Above my writing desk, Mamet’s quote reads:

"If you intend to follow the truth in yourself--to follow your common sense, and force your will to serve you in the quest for discipline and simplicity--you will subject yourself to profound despair, loneliness, and constant self-doubt. And, if you persevere, the Theater, which you are learning to serve will grace you, now and then, with the greatest exhilaration it is possible to know."

Where Mamet has written “the Theater,” I’ve substituted “the writing life.” And I take his words “persevere,” “discipline,” and “simplicity” to mean the truth that emerges from one’s most honest and unequivocal writing.
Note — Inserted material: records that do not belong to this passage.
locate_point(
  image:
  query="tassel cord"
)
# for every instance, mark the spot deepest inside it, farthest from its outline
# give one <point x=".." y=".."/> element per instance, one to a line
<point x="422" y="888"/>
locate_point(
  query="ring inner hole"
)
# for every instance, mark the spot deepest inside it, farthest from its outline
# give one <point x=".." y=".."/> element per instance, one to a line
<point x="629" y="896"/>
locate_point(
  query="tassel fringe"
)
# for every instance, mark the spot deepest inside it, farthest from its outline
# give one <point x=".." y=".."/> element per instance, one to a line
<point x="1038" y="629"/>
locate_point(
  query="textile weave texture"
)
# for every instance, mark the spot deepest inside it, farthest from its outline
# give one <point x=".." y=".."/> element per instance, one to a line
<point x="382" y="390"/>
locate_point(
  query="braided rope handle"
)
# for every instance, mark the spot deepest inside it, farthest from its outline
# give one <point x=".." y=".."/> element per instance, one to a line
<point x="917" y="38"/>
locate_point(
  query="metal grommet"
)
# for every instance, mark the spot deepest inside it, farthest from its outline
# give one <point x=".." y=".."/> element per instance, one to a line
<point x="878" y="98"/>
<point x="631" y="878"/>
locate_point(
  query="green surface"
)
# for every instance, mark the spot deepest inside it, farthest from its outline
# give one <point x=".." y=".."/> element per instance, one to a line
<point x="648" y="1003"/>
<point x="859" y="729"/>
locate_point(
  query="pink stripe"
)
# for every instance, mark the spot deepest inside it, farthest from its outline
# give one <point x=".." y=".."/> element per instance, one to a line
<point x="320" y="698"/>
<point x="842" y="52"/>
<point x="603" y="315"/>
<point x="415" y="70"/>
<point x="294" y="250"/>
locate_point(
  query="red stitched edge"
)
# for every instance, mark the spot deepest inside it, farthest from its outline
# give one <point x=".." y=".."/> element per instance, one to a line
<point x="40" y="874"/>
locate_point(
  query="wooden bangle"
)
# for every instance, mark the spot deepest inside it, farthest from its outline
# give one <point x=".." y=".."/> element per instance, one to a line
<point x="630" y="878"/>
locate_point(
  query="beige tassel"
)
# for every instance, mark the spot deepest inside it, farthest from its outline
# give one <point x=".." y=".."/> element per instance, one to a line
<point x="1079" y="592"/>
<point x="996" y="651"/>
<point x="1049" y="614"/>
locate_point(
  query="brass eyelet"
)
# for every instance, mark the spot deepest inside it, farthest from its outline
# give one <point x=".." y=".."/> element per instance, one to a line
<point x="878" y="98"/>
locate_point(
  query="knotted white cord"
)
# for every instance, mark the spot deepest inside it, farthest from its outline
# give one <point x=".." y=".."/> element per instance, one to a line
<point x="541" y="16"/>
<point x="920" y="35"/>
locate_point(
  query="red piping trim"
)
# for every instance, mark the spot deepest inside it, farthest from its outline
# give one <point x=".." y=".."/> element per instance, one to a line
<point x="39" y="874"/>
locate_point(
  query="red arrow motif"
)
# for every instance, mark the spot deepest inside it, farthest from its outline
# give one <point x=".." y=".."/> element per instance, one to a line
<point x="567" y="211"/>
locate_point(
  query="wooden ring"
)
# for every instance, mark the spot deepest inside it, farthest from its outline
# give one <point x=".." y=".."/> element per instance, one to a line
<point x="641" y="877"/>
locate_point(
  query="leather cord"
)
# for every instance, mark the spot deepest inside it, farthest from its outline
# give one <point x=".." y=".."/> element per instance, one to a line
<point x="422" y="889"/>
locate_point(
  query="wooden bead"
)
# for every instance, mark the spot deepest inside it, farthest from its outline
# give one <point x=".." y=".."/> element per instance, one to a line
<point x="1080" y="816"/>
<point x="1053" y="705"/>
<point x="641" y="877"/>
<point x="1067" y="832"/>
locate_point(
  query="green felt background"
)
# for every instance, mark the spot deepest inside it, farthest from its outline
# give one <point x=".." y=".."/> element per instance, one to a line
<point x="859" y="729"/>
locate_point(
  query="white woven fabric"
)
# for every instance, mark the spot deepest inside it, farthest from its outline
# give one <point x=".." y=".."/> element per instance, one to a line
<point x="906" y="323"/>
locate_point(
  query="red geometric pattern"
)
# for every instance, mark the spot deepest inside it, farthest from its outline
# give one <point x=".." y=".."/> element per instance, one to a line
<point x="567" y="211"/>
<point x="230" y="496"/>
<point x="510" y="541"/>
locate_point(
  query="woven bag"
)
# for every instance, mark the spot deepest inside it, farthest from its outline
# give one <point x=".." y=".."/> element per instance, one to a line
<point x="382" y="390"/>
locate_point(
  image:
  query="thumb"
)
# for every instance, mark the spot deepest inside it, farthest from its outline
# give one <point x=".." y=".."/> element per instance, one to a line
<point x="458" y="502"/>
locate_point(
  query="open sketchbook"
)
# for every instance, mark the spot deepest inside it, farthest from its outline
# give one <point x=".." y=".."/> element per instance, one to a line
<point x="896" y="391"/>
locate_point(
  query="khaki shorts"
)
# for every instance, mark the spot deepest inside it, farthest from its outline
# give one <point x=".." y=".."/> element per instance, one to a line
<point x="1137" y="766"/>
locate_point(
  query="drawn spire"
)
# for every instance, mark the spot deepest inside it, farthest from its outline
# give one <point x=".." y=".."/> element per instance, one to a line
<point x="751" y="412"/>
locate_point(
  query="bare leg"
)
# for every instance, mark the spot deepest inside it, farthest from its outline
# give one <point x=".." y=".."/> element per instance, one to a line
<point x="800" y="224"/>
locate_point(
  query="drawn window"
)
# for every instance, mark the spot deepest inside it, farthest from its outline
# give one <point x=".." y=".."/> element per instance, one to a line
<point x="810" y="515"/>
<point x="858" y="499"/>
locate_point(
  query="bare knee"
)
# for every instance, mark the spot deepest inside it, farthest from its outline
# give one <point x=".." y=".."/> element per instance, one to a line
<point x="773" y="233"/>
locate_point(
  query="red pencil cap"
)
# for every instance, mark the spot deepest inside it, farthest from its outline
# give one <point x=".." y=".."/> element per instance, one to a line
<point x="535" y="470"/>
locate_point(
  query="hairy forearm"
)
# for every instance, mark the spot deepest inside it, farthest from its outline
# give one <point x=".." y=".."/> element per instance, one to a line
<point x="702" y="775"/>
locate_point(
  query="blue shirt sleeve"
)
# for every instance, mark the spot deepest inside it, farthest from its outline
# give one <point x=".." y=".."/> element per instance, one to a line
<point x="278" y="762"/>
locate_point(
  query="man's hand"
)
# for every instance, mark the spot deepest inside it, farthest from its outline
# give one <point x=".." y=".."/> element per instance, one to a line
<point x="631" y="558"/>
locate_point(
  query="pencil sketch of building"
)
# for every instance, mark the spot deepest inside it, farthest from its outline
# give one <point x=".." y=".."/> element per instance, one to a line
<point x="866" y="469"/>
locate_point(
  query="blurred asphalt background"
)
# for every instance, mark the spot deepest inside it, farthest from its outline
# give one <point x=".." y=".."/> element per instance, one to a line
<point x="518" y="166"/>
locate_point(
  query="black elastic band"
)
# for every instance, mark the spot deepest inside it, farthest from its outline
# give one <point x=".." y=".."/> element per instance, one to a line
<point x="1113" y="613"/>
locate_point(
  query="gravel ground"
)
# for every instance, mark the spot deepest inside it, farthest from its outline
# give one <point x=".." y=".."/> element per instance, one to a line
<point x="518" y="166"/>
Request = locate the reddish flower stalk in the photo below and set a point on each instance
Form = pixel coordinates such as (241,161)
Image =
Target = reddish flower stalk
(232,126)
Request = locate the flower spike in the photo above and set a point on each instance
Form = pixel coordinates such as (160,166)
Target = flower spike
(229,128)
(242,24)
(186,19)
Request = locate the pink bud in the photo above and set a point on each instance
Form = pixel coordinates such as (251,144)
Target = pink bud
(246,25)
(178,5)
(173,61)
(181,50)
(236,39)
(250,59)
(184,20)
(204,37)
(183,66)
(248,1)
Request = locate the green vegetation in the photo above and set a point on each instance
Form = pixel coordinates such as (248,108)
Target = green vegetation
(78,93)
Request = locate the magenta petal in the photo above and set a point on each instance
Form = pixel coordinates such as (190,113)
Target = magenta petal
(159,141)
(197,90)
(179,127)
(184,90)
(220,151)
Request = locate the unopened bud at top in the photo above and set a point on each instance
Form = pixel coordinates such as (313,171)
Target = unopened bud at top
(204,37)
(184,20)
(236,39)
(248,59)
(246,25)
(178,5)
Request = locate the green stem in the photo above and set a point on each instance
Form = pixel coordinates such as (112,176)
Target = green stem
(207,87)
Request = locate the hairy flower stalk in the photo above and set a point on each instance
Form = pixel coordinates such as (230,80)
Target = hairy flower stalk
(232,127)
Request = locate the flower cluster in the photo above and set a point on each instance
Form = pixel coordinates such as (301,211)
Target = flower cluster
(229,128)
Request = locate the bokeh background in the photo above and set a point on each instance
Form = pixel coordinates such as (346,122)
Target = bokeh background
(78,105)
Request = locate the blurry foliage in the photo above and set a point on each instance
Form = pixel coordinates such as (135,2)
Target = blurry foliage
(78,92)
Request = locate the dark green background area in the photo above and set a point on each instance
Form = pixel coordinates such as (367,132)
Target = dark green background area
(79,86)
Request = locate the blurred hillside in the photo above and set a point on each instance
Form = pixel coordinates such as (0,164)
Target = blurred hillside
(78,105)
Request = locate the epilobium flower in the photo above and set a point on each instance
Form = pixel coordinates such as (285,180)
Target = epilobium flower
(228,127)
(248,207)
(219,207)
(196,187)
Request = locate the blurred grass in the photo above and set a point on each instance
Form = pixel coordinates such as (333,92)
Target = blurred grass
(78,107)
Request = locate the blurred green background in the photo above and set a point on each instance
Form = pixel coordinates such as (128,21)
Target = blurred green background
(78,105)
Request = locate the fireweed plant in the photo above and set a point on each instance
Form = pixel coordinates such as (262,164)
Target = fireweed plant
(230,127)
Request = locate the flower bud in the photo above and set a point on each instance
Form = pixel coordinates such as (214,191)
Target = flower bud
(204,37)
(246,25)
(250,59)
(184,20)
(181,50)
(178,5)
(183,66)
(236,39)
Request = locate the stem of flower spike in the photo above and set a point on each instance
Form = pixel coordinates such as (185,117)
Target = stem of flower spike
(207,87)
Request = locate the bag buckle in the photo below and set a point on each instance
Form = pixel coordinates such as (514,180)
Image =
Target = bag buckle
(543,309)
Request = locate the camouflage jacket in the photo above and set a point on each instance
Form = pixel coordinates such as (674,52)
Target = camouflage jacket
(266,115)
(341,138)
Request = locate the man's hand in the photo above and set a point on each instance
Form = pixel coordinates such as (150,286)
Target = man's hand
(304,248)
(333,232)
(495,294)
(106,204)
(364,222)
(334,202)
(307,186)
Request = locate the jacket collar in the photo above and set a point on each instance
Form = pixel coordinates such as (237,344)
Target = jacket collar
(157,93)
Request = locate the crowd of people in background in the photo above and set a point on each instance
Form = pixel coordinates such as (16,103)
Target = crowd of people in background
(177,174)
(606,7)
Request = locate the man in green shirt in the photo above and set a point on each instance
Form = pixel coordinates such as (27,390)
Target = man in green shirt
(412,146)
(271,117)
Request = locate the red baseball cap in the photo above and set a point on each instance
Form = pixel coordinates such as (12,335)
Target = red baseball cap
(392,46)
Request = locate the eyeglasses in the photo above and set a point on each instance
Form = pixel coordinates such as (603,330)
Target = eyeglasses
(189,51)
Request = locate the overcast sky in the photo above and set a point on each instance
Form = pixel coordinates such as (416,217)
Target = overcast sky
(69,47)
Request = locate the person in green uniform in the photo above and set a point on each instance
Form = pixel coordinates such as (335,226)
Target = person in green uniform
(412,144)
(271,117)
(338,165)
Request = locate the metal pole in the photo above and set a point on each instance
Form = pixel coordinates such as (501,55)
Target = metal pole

And that’s is the kind of success that means the most to me.

#

Founding editor of Fourth Genre, Michael Steinberg has written and co-authored seven books and a stage play. Still Pitching won the 2003 ForeWord Magazine Memoir of the Year. An anthology, The Fourth Genre: Contemporary Writers of/on Creative Nonfiction (with Robert Root) is in a sixth edition. He’s a writer-in-residence in the Solstice/Pine Manor College MFA program.